Айра удалялся в Цинк-таун не столько чтобы побыть ближе к природе, сколько чтобы вкусить простой жизни, жизни как она есть; там он до ноября купался в илистом пруду, бродил в самый сильный мороз по лесам на снегоступах или, в дождливую погоду, разъезжал по округе на своей дачной машине (стареньком «шевроле» тридцать девятого года), вступая в разговоры с местными фермерами и рабочими цинковых шахт, которых он всячески убеждал в том, что их напропалую эксплуатирует капитализм. Во дворе у него был устроен очаг, где он любил готовить на углях бобы и хот-доги, даже кофе себе там варил, и все это с тем, чтобы напоминать себе теперешнему, ставшему Железным Рином и слегка раздобревшему от славы и денег, что он по-прежнему не более чем простой рабочий парень, простой человек с простыми вкусами и мечтами – тот самый, что в тридцатые мотался по стране в товарняках, а теперь ему просто невероятно повезло. Про свою хижину в Цинк-тауне он говаривал, что она «не дает мне забывать навыки бедности. Просто так, на всякий случай».

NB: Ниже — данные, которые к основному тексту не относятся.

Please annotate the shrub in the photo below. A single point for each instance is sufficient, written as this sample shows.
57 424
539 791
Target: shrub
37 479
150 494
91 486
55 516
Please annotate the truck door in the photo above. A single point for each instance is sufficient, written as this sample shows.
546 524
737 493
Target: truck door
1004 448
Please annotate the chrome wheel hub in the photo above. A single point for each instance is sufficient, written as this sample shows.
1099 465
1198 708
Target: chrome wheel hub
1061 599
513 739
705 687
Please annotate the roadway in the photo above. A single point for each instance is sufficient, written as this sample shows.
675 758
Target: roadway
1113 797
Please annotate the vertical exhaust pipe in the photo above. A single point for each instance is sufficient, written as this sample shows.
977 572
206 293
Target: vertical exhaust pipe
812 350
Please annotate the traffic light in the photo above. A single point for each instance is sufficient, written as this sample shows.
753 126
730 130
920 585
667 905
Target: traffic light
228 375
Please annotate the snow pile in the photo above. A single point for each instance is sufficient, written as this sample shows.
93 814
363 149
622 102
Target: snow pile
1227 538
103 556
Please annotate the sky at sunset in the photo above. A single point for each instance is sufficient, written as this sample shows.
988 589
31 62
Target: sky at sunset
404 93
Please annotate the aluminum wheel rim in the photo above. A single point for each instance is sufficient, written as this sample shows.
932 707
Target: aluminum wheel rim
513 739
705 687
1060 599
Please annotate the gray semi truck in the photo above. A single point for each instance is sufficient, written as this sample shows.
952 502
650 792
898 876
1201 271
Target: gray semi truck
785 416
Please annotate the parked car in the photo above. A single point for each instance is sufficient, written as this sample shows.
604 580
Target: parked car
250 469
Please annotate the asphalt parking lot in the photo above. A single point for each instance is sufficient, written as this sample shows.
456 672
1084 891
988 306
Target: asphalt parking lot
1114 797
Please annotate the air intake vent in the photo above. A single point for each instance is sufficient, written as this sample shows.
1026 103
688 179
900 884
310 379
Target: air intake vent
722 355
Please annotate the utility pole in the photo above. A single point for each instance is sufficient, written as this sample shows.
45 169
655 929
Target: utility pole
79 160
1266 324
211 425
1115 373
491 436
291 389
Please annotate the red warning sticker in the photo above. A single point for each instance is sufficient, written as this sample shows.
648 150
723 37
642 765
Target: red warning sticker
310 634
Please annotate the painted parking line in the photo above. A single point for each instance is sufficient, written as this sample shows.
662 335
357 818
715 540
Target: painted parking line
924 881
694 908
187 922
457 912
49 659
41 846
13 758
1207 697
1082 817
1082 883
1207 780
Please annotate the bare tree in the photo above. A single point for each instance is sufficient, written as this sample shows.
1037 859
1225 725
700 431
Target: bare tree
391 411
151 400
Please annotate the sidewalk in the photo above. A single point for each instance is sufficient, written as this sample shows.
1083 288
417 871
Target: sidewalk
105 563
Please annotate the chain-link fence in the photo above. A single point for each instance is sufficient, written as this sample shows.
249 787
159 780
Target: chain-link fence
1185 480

Хижина эта была для него лекарством от Западной Одиннадцатой улицы, местом, куда можно оттуда сбежать, убежищем, где можно спустить дурные пары. Кроме того, она служила связью со временами бесприютной юности, когда впервые он оказался брошен среди чужих людей, мол, выживай как хочешь, и каждый день был тяжек, ни на что нельзя было опереться, и каждый день, как это всегда будет в жизни Айры, давался с бою. В пятнадцать лет он ушел из дома, год копал канавы в Ньюарке, потом оказался в северо-западном углу Нью-Джерси – то подметал цеха на каких-то фабриках, то работал батраком на ферме, то матросом, потом, лет в девятнадцать, уехал на запад, но прежде два с половиной года вкалывал на сассекских цинковых копях, задыхаясь в шахте на четырехсотметровой глубине. После взрыва, когда все вокруг еще курилось дымом и тошнотворно воняло динамитной пылью и продуктами сгорания, наступал черед Айры – с киркой и лопатой он трудился бок о бок с мексиканцами, как самый последний пария, а его должность называлась уборщик породы.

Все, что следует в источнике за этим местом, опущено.